Au moins quinze civils ont été tués ce jeudi 7 mai 2026 lors d’une attaque attribuée aux rebelles des Allied Democratic Forces à Biakato-Centre, chef-lieu de la chefferie des Babila Babombi, dans le territoire de Mambasa, en province de l’Ituri.
L’attaque s’est produite vers 11h30 dans le bloc Lalia, où plusieurs habitants ont été surpris par l’incursion des assaillants, selon des sources locales.
Le bilan provisoire fait également état de deux personnes blessées par balles. Les victimes reçoivent actuellement des soins dans des structures sanitaires locales.
Outre les pertes humaines, les assaillants ont pillé et incendié une boutique, brûlé une maison ainsi qu’une moto, avant d’emporter plusieurs biens de valeur et des chèvres.
La situation demeure préoccupante, plusieurs habitants étant encore signalés dans la zone au moment de l’attaque. Dans la panique, de nombreux civils ont fui vers la localité de Makumo. Des familles entières ont quitté Biakato à pied, certains transportant quelques effets personnels tandis que des femmes fuyaient avec des enfants au dos.
Face à cette nouvelle attaque, plusieurs habitants dénoncent l’absence d’intervention des forces de sécurité malgré les alertes lancées avant l’incursion. Ils réclament des mesures urgentes pour renforcer la protection des civils dans cette partie du territoire de Mambasa.
Dans une déclaration rendue publique, l’APDEF Mambasa, par la voix de son coordonnateur territorial Ram’s Malikidogo, a condamné cette attaque et appelé les autorités à renforcer rapidement les dispositifs sécuritaires afin d’éviter de nouvelles pertes en vies humaines.
« Les ADF ont surgi de la brousse ce jeudi pour attaquer les habitants de Lalia vers 11 heures 30. Dans un premier temps, nous parlons d’au moins quinze morts », a-t-il déclaré.
Le bilan reste toutefois provisoire et pourrait s’alourdir au fil des opérations de fouille et des recherches dans la zone.
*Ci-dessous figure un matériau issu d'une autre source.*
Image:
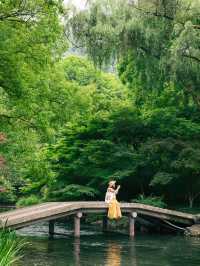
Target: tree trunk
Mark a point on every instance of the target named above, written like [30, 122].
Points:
[191, 201]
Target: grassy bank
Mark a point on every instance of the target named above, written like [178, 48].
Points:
[10, 247]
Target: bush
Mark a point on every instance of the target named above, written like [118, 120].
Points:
[151, 200]
[10, 247]
[27, 201]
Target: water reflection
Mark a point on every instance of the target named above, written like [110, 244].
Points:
[113, 255]
[77, 252]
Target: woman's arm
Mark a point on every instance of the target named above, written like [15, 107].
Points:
[117, 190]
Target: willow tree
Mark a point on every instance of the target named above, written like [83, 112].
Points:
[156, 42]
[31, 42]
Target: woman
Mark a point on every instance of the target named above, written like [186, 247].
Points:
[114, 211]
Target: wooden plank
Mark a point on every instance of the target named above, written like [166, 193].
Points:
[53, 210]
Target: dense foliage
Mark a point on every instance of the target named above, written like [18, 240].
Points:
[68, 127]
[10, 248]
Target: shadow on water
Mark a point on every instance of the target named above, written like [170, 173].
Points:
[96, 248]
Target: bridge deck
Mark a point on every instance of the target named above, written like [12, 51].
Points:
[22, 217]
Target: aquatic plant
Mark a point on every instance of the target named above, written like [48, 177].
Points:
[10, 247]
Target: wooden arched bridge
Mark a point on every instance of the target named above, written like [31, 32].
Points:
[52, 211]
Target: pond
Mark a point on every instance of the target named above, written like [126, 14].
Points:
[112, 249]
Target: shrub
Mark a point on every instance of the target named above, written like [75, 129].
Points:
[10, 247]
[27, 201]
[151, 200]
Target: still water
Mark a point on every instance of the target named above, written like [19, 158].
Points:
[96, 248]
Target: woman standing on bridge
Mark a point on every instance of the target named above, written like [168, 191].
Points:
[114, 211]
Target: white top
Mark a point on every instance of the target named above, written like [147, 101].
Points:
[110, 195]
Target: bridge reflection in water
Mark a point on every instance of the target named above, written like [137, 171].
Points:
[113, 256]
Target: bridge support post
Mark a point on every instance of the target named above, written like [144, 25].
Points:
[132, 217]
[51, 227]
[77, 224]
[105, 224]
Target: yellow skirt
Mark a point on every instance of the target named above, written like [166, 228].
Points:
[114, 211]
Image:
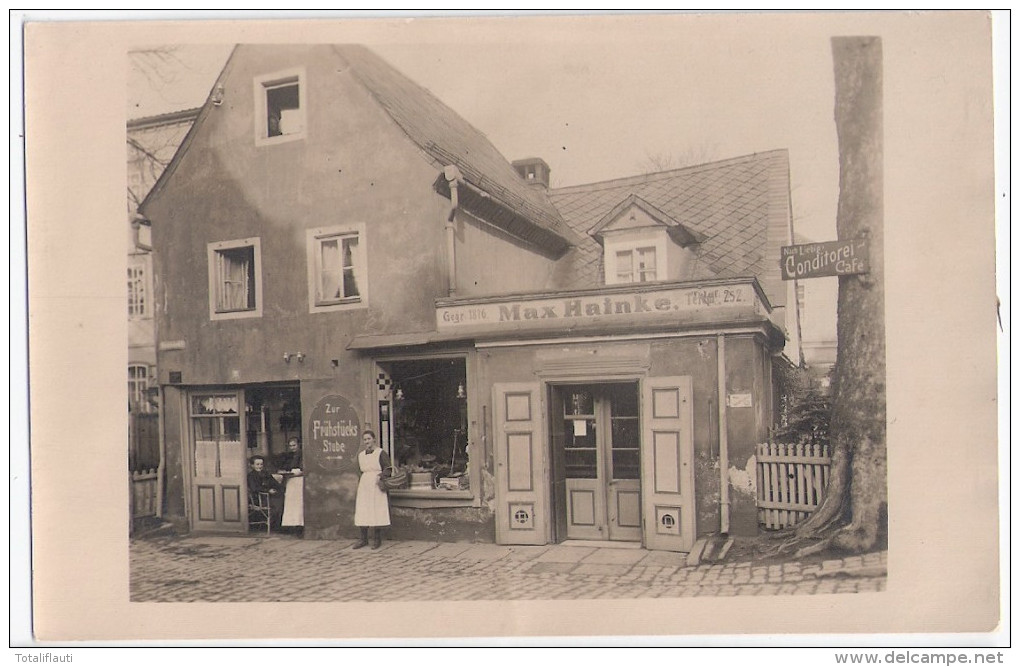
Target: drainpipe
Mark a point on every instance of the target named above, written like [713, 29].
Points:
[453, 177]
[723, 445]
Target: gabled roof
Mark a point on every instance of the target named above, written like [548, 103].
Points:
[447, 139]
[677, 232]
[729, 204]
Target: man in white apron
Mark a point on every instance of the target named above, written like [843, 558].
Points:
[371, 508]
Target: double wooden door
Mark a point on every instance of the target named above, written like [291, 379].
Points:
[596, 443]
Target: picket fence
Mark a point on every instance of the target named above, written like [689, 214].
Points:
[143, 493]
[792, 481]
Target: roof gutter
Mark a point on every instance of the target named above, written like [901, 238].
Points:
[454, 178]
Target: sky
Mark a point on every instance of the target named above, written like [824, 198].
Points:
[597, 109]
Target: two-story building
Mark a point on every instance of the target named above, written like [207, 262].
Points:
[338, 250]
[152, 141]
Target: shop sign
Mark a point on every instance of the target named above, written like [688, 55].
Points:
[823, 259]
[566, 310]
[336, 433]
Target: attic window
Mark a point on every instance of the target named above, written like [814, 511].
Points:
[279, 107]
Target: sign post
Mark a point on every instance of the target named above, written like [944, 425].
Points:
[823, 259]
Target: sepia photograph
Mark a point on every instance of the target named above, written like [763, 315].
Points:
[554, 311]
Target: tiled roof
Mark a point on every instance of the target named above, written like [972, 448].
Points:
[730, 203]
[448, 139]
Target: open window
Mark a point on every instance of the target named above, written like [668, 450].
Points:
[423, 422]
[235, 278]
[279, 107]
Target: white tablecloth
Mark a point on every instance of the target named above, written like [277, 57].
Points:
[294, 502]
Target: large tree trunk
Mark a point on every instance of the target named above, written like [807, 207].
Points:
[854, 515]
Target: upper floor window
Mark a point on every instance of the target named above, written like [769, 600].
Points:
[235, 278]
[138, 382]
[635, 265]
[138, 291]
[279, 107]
[337, 267]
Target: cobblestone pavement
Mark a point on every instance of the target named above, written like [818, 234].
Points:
[249, 569]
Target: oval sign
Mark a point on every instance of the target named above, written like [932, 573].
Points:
[336, 432]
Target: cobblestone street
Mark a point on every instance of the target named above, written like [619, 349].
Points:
[259, 569]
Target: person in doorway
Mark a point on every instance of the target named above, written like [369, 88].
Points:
[289, 465]
[371, 507]
[290, 461]
[261, 480]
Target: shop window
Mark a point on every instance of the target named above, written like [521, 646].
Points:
[235, 283]
[279, 106]
[337, 275]
[138, 291]
[428, 401]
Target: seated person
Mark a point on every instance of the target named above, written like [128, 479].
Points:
[261, 480]
[291, 459]
[290, 463]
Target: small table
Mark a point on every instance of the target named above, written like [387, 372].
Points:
[294, 498]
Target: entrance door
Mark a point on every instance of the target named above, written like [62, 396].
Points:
[218, 497]
[596, 442]
[667, 463]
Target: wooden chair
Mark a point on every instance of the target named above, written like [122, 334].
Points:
[258, 510]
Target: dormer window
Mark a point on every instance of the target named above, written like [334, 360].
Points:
[636, 265]
[279, 107]
[643, 244]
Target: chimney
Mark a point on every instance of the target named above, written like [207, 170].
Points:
[533, 170]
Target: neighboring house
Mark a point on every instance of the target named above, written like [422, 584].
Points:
[151, 145]
[337, 250]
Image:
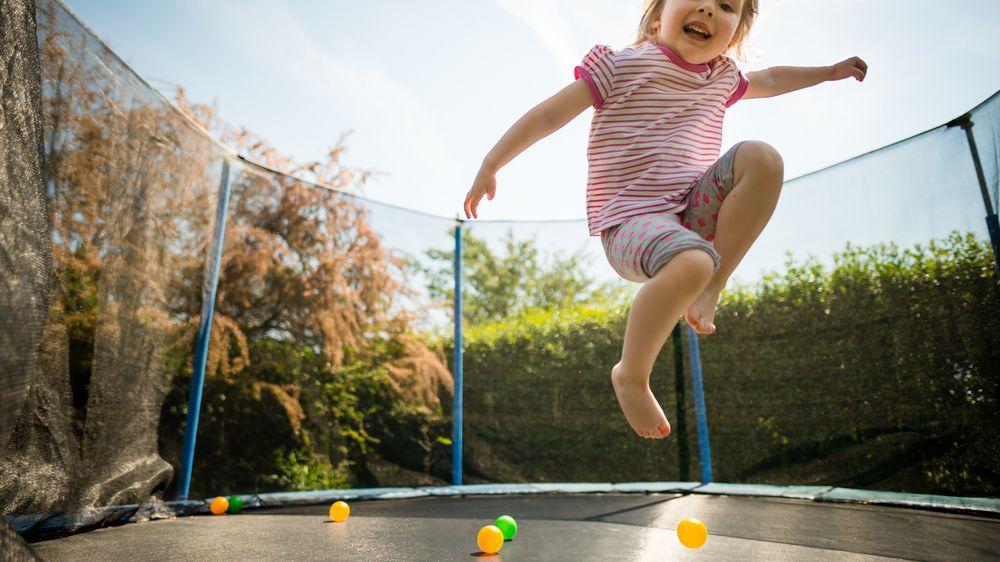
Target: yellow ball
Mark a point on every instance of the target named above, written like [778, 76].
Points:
[490, 539]
[219, 505]
[692, 532]
[339, 511]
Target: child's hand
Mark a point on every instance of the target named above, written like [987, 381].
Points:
[485, 184]
[850, 67]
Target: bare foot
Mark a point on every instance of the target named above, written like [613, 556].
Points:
[701, 313]
[639, 405]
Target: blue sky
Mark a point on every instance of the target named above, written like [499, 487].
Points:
[429, 87]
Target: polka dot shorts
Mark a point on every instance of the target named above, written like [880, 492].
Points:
[640, 246]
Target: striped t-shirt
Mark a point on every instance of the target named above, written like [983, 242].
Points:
[657, 127]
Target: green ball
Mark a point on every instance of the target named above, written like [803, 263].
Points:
[507, 526]
[235, 504]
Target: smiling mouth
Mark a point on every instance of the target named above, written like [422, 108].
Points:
[696, 34]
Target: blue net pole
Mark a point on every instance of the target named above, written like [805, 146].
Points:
[699, 408]
[992, 225]
[201, 345]
[456, 404]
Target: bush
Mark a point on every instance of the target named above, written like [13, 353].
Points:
[879, 373]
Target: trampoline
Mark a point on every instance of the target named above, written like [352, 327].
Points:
[118, 213]
[553, 526]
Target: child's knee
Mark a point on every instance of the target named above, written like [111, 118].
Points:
[761, 156]
[696, 262]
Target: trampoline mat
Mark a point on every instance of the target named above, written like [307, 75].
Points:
[551, 527]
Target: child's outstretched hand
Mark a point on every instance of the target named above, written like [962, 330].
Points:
[485, 184]
[852, 67]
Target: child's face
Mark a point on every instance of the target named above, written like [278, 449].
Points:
[720, 17]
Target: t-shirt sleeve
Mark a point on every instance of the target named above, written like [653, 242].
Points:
[740, 87]
[598, 69]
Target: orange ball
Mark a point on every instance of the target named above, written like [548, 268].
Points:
[692, 532]
[490, 539]
[340, 511]
[219, 505]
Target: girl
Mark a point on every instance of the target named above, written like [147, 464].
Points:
[670, 212]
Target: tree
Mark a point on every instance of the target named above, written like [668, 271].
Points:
[499, 286]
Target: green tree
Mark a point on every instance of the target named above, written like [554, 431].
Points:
[497, 286]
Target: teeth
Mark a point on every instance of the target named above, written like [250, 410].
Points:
[698, 29]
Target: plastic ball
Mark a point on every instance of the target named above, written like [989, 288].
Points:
[235, 504]
[340, 511]
[507, 526]
[490, 539]
[692, 532]
[219, 505]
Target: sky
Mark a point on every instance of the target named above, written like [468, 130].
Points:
[427, 88]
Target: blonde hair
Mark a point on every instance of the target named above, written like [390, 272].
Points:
[653, 8]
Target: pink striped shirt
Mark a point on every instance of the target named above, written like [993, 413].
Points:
[657, 127]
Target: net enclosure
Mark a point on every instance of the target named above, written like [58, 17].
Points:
[857, 346]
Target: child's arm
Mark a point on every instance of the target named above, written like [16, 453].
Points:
[779, 80]
[538, 123]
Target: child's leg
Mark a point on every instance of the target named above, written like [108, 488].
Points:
[680, 263]
[658, 306]
[757, 176]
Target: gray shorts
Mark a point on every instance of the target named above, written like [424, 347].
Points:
[640, 246]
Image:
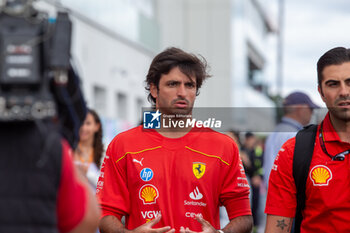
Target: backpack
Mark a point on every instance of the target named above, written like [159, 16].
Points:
[304, 147]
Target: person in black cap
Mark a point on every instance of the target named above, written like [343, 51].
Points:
[298, 108]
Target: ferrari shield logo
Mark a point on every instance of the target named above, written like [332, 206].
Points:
[198, 169]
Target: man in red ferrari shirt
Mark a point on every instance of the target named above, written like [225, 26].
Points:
[327, 203]
[173, 179]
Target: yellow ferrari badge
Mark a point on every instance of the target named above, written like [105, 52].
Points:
[198, 169]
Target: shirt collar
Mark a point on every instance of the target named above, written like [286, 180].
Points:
[292, 122]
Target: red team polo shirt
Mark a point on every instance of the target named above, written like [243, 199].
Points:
[327, 204]
[145, 174]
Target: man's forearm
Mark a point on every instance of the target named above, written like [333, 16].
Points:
[241, 224]
[111, 224]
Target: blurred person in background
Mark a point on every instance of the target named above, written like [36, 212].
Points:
[253, 168]
[89, 152]
[173, 179]
[298, 109]
[326, 205]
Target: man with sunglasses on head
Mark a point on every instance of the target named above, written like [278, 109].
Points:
[327, 188]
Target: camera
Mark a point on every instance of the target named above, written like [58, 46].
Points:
[37, 79]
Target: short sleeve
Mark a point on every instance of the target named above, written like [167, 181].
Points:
[281, 197]
[112, 191]
[71, 202]
[235, 189]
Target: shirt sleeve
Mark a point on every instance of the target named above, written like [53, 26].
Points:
[112, 191]
[235, 192]
[281, 197]
[71, 201]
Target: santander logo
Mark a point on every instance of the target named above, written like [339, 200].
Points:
[196, 195]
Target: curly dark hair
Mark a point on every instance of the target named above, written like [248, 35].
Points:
[335, 56]
[189, 64]
[97, 144]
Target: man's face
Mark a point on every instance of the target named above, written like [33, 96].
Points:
[336, 90]
[176, 93]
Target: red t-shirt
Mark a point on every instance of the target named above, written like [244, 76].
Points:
[145, 174]
[327, 204]
[71, 199]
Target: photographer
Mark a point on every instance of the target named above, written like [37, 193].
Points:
[41, 110]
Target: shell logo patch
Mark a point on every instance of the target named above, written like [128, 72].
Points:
[148, 194]
[198, 169]
[320, 175]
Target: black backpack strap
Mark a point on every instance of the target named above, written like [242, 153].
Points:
[304, 147]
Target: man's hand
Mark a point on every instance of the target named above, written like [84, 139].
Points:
[206, 226]
[147, 227]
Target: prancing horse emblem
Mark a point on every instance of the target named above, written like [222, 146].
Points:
[198, 169]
Depuis le début de la semaine, les attaques attribuées aux ADF se multiplient dans les territoires de Beni, Irumu et Mambasa, aggravant l’insécurité dans cette région de l’est de la République démocratique du Congo. Plusieurs civils ont déjà été tués, tandis que d’importants dégâts matériels ont été enregistrés. Certaines personnes restent également portées disparues.